You've asked some great questions here, is this a topic you're interested in digging into?

Great, feel free to email me, I'm happy to connect. Frank at worldfaith dot org.

This sounds interesting as a model of both community building and fostering collective action. I wonder if there's a MED (minimally effective dose) that can happen in-town, rather than a retreat. I can imagine having a hard time getting commitment for people in NYC (where I'm based) to do this, but perhaps we could do a minimally effective version in 6-8 hours in town. Anyone tried something similar but shorter?

I'd love to see the comparison in multiplier for donating stock versus cash in the UK. In the US our largest donors often give in stock because the donor avoids capital gains tax AND can deduct the FMV (fair market value) of the stock. Would be valuable to see how that plays out in the UK for you larger donors.

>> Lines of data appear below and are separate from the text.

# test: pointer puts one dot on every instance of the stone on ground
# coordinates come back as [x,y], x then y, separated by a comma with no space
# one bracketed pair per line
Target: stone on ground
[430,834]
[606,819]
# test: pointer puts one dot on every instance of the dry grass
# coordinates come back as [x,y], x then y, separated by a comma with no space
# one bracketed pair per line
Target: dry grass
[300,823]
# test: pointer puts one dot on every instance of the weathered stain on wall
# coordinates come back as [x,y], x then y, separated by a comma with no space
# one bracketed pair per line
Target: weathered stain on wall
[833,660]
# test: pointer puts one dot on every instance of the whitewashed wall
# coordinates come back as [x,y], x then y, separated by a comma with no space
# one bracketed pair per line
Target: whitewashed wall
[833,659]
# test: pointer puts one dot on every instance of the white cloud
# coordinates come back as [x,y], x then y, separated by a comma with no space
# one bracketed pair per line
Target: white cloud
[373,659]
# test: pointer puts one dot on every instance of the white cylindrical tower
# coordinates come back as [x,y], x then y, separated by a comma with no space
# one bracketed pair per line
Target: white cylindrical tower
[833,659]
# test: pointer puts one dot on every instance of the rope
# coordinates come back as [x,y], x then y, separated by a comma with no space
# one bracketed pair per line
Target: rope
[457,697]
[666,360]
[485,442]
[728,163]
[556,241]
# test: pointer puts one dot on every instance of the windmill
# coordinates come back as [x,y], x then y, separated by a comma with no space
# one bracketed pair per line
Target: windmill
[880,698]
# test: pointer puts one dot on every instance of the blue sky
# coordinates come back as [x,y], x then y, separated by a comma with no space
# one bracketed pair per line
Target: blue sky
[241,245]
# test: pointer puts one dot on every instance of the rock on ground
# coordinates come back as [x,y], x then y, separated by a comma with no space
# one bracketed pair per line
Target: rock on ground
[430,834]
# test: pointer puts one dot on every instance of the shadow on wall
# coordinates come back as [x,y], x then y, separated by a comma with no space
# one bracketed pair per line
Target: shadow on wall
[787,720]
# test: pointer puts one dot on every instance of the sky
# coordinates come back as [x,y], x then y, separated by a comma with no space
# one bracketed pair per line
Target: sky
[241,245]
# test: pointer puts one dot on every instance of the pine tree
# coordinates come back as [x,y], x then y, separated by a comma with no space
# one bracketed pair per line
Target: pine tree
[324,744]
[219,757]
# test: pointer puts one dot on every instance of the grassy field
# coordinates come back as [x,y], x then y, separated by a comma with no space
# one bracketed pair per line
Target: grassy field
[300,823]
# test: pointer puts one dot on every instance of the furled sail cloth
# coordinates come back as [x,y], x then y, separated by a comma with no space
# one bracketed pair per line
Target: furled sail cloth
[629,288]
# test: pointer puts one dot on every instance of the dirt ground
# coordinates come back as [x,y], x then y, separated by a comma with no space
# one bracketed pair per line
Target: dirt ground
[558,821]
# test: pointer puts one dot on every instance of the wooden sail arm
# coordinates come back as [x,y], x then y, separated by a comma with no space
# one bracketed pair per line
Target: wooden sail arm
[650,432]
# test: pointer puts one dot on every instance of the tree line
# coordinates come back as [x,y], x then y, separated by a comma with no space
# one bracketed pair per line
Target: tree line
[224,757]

I'm not sure I am completely convinced by the premise that EA need to be first in blockchain to be positioned to affect positive change in the blockchain or crypto spaces. If you look at technological innovation from a historical lens, often the first mover fails, and from their ashes rises another company/entity that picks up the concept and runs with it. While not the thesis of The Innovators Delimma by Clayton Christiansen, it's certainly a recognized pattern throughout the book. For us I think that means that both the crytocurruencies and actual blockchain system as it stands will likely fail, but we'll see someone else build an improved version of blockchain technology that can actually be mainstreamed, and most of what we know today will be as relevant as the companies of the first dotcom bust. That's not a fact, but the empiricial evidence makes it probable.

Super interesting, and I was just having this conversation recently. There's one issue I have with the analysis of psycholotherapy (assuming we even get a control group, which few studies do). The data points we're using to calculate effectiveness is self-reported. In other words, we have no external method of evaluating the actual positive impact impartially, only as it was experienced by the participants. Sunk-cost fallacy, the Hawthorne Effect, etc, could inspire truly believed but ultimately inaccurate reporting.